En bonne partie, oui. Disons que la narratrice de Kaléidoscope est un amalgame entre l’enfant et l’adolescente que j’ai été et l’adulte que je suis (dans la «vraie vie», mes séances chez la psy ne sont pas arrivées avant la trentaine, par exemple). Jeune ado, j’étais bel et bien sensible, soucieuse, souvent dans la comparaison ou l’anticipation. Plutôt mal dans ma peau, je manquais d’assurance, tout en étant très désireuse de plaire (un combo assez inconfortable merci). Réservée et rêveuse, je m’inventais en secret des romances dévorantes et de folles escapades autour du monde… Ça a rempli de nombreux journaux intimes, qui contiennent d’ailleurs mes tout premiers poèmes.
Heureusement, j’ai été forcée de développer des outils, et la situation est tout autre aujourd’hui. Bien que l’anxiété fasse toujours partie de ma vie, j’arrive beaucoup plus aisément à conjuguer avec elle. Voyons ça positivement: sans tous ces malaises, je n’aurais ni adopté une posture d’observation, ni appris à mettre des mots sur ce que je vivais. Et je n’aurais sûrement pas autant d’imagination!
Le recueil aborde le sujet très pertinent et, semble-t-il, de plus en plus actuel de l’anxiété chez les adolescents. Pourquoi était-il important pour vous de parler de troubles anxieux?
Pour qu’on se débarrasse de la honte, une bonne fois pour toutes! Parce que même si on en parle plus que jamais, il semble que la vulnérabilité soit encore trop souvent flanquée d’une certaine gêne, ce que je trouve terriblement dévastateur, surtout pour des adultes en devenir.
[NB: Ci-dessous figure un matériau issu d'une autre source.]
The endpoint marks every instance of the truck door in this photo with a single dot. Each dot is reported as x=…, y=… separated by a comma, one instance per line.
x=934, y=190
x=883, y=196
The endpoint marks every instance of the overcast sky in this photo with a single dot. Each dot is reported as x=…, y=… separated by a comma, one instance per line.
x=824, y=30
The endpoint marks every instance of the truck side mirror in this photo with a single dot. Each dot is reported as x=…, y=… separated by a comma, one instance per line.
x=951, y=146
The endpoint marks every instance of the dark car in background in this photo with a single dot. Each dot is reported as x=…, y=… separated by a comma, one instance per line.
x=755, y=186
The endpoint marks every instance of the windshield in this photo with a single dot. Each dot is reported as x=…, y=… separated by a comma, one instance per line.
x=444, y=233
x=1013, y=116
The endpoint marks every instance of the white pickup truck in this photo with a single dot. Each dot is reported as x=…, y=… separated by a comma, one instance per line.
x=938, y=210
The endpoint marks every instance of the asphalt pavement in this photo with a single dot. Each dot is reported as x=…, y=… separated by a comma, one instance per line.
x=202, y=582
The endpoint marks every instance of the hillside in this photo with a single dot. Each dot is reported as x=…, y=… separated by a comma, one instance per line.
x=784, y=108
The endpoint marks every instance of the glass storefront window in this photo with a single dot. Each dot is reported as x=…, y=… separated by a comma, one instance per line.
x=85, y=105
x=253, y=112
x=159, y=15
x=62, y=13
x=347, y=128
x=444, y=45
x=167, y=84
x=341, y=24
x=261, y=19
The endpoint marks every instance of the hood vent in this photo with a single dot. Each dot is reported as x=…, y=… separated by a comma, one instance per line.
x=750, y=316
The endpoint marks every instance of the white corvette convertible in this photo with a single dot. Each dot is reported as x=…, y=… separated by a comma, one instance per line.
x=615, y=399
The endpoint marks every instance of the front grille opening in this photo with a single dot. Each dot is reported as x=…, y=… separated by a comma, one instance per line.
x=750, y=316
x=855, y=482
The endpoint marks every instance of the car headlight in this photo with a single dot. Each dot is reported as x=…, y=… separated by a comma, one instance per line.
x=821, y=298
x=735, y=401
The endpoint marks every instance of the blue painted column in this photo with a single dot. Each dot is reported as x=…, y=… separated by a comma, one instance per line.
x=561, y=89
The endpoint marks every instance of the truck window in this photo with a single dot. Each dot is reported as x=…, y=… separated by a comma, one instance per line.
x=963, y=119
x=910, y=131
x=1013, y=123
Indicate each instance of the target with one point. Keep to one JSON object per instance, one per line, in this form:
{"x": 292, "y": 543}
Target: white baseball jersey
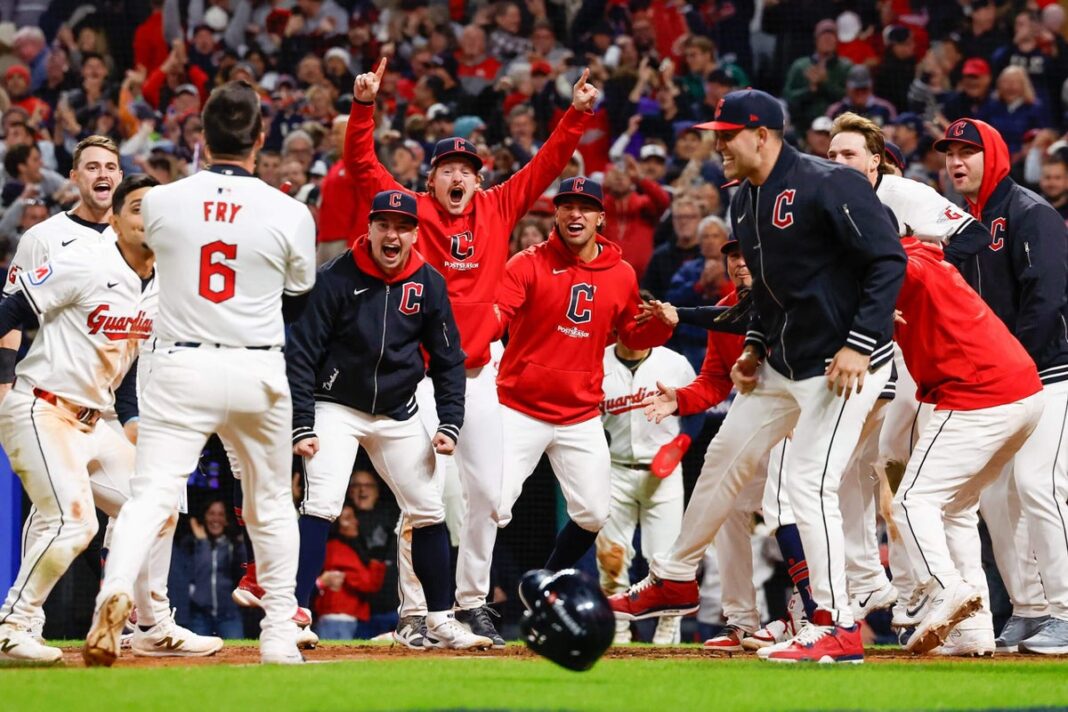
{"x": 47, "y": 238}
{"x": 228, "y": 246}
{"x": 94, "y": 312}
{"x": 921, "y": 210}
{"x": 632, "y": 438}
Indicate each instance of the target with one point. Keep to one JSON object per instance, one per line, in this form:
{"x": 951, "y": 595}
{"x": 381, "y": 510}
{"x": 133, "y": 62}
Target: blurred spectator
{"x": 217, "y": 555}
{"x": 815, "y": 82}
{"x": 861, "y": 100}
{"x": 1015, "y": 109}
{"x": 898, "y": 67}
{"x": 632, "y": 208}
{"x": 347, "y": 581}
{"x": 666, "y": 258}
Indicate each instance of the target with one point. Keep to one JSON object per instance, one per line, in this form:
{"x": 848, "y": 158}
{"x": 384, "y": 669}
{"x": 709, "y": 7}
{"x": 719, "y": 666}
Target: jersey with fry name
{"x": 228, "y": 247}
{"x": 95, "y": 312}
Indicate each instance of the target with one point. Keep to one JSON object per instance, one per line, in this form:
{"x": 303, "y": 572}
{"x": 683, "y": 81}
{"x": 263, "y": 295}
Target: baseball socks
{"x": 789, "y": 544}
{"x": 572, "y": 542}
{"x": 314, "y": 532}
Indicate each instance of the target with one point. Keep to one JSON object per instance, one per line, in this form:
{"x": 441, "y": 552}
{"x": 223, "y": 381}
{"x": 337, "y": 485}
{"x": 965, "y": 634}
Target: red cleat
{"x": 653, "y": 597}
{"x": 822, "y": 642}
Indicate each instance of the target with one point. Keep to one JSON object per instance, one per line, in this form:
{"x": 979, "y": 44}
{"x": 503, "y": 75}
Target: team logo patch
{"x": 41, "y": 274}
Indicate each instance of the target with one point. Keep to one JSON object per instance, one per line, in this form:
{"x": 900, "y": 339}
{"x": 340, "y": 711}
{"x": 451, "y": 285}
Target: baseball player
{"x": 654, "y": 500}
{"x": 561, "y": 301}
{"x": 1023, "y": 277}
{"x": 228, "y": 247}
{"x": 95, "y": 303}
{"x": 816, "y": 359}
{"x": 465, "y": 236}
{"x": 354, "y": 364}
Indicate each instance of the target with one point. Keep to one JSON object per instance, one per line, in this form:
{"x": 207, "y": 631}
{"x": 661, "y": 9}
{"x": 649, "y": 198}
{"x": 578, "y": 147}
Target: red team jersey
{"x": 961, "y": 356}
{"x": 561, "y": 314}
{"x": 470, "y": 250}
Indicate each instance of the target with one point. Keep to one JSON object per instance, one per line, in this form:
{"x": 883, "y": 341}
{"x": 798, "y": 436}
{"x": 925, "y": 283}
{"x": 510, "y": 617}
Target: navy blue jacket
{"x": 826, "y": 260}
{"x": 358, "y": 343}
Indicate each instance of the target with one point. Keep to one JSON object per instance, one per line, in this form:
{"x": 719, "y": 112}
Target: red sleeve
{"x": 517, "y": 194}
{"x": 635, "y": 335}
{"x": 713, "y": 382}
{"x": 657, "y": 202}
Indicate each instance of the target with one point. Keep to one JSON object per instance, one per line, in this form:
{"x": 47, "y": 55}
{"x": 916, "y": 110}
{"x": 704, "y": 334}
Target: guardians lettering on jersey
{"x": 119, "y": 328}
{"x": 625, "y": 404}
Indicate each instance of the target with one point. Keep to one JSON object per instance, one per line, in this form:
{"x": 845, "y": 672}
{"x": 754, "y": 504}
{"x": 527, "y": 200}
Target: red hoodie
{"x": 713, "y": 382}
{"x": 561, "y": 314}
{"x": 469, "y": 250}
{"x": 961, "y": 356}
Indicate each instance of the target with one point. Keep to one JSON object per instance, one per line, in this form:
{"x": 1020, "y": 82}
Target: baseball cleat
{"x": 1051, "y": 639}
{"x": 481, "y": 622}
{"x": 948, "y": 606}
{"x": 1018, "y": 629}
{"x": 103, "y": 643}
{"x": 653, "y": 597}
{"x": 449, "y": 633}
{"x": 728, "y": 641}
{"x": 867, "y": 602}
{"x": 822, "y": 642}
{"x": 18, "y": 645}
{"x": 169, "y": 639}
{"x": 411, "y": 632}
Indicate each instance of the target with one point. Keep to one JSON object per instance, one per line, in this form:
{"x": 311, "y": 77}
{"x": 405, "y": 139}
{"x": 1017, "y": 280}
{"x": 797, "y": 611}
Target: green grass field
{"x": 436, "y": 682}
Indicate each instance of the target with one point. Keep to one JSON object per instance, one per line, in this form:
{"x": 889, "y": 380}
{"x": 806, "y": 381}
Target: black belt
{"x": 197, "y": 345}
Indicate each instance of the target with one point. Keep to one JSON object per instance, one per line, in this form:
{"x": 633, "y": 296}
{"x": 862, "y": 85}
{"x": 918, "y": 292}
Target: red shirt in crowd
{"x": 961, "y": 356}
{"x": 561, "y": 313}
{"x": 470, "y": 250}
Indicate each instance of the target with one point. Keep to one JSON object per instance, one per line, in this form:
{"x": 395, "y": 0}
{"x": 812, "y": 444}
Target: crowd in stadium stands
{"x": 500, "y": 74}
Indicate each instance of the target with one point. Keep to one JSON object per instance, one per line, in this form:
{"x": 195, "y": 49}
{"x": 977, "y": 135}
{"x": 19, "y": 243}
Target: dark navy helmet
{"x": 567, "y": 619}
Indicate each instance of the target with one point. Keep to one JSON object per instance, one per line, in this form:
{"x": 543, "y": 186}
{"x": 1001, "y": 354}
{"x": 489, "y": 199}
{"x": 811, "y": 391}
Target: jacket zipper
{"x": 786, "y": 318}
{"x": 386, "y": 311}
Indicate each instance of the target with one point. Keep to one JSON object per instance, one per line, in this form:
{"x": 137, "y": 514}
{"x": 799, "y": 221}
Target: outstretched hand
{"x": 584, "y": 95}
{"x": 365, "y": 86}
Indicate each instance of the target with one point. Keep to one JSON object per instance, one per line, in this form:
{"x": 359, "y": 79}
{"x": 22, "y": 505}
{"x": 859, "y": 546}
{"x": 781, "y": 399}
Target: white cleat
{"x": 169, "y": 639}
{"x": 18, "y": 645}
{"x": 449, "y": 633}
{"x": 103, "y": 643}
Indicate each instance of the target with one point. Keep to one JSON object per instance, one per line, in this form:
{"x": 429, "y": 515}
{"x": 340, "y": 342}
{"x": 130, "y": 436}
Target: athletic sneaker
{"x": 169, "y": 639}
{"x": 1051, "y": 638}
{"x": 653, "y": 597}
{"x": 18, "y": 645}
{"x": 977, "y": 642}
{"x": 101, "y": 644}
{"x": 822, "y": 642}
{"x": 411, "y": 632}
{"x": 947, "y": 607}
{"x": 1018, "y": 629}
{"x": 728, "y": 641}
{"x": 449, "y": 633}
{"x": 481, "y": 622}
{"x": 867, "y": 602}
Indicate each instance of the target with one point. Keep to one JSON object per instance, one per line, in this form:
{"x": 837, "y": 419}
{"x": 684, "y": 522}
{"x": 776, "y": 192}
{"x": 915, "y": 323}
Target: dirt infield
{"x": 328, "y": 653}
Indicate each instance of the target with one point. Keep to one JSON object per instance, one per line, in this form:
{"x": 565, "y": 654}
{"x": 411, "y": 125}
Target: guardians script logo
{"x": 118, "y": 328}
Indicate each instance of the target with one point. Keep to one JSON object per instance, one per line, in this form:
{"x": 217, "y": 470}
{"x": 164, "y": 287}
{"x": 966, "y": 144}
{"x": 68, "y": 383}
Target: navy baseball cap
{"x": 962, "y": 131}
{"x": 453, "y": 147}
{"x": 749, "y": 108}
{"x": 895, "y": 155}
{"x": 394, "y": 201}
{"x": 581, "y": 187}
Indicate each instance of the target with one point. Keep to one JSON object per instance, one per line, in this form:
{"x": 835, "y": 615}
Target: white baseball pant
{"x": 68, "y": 469}
{"x": 959, "y": 454}
{"x": 244, "y": 395}
{"x": 1039, "y": 473}
{"x": 826, "y": 430}
{"x": 579, "y": 457}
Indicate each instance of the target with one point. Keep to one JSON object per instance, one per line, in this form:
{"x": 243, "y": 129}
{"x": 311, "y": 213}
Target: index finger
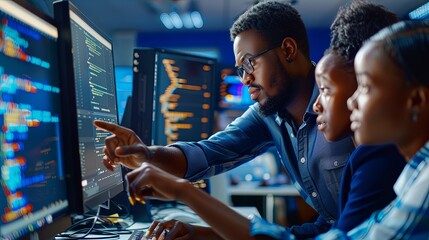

La possibilité d’intercepter cette honte chez l’ado, de lui faire comprendre qu’iel n’est pas seul.e, qu’iel peut exister dans son entièreté et quand même toucher au bonheur, est pour moi infiniment réjouissante. Cet affranchissement, doublé du sentiment d’appartenance si avidement recherché à l’adolescence, peut passer par la littérature. Et changer la donne.
Il semble que la vulnérabilité soit encore trop souvent flanquée d’une certaine gêne, ce que je trouve terriblement dévastateur, surtout pour des adultes en devenir.
Extrait de l’entretien
Qu’est-ce que l’image du kaléidoscope représente pour vous?
Je trouve qu’il s’agit d’un mécanisme efficace pour permettre de comprendre toute la mouvance qui se déploie dans la tête d’une personne aux prises avec l’anxiété. Le foisonnement d’images créées par le kaléidoscope éblouit autant qu’il étourdit; des possibilités, sombres ou lumineuses, se créent à une vitesse folle dans l’esprit des anxieux.ses. Comme le dit la narratrice, «c’est un pouvoir magique / catastrophique».
La rotation nécessaire à la création des motifs du kaléidoscope contribue aussi à illustrer le tourbillon dans lequel est aspiré la personne anxieuse: le passé ressassé, le futur fantasmé, tout ce «tournage en rond» dont on est prisonnier, tout ça provoque le repli, ferme l’horizon. Et les miroirs, nécessaires au reflet des images dans le cylindre, soulignent l’obsession de l’adolescente pour le regard qu’on lui porte, qu’elle porte sur elle-même.
Enfin, je trouvais important d’injecter une dose d’espoir au récit. La lumière au bout du tube, en quelque sorte. Sans lumière, il ne se crée pas d’images.
Livre publié dans la collection « Brise-glace ».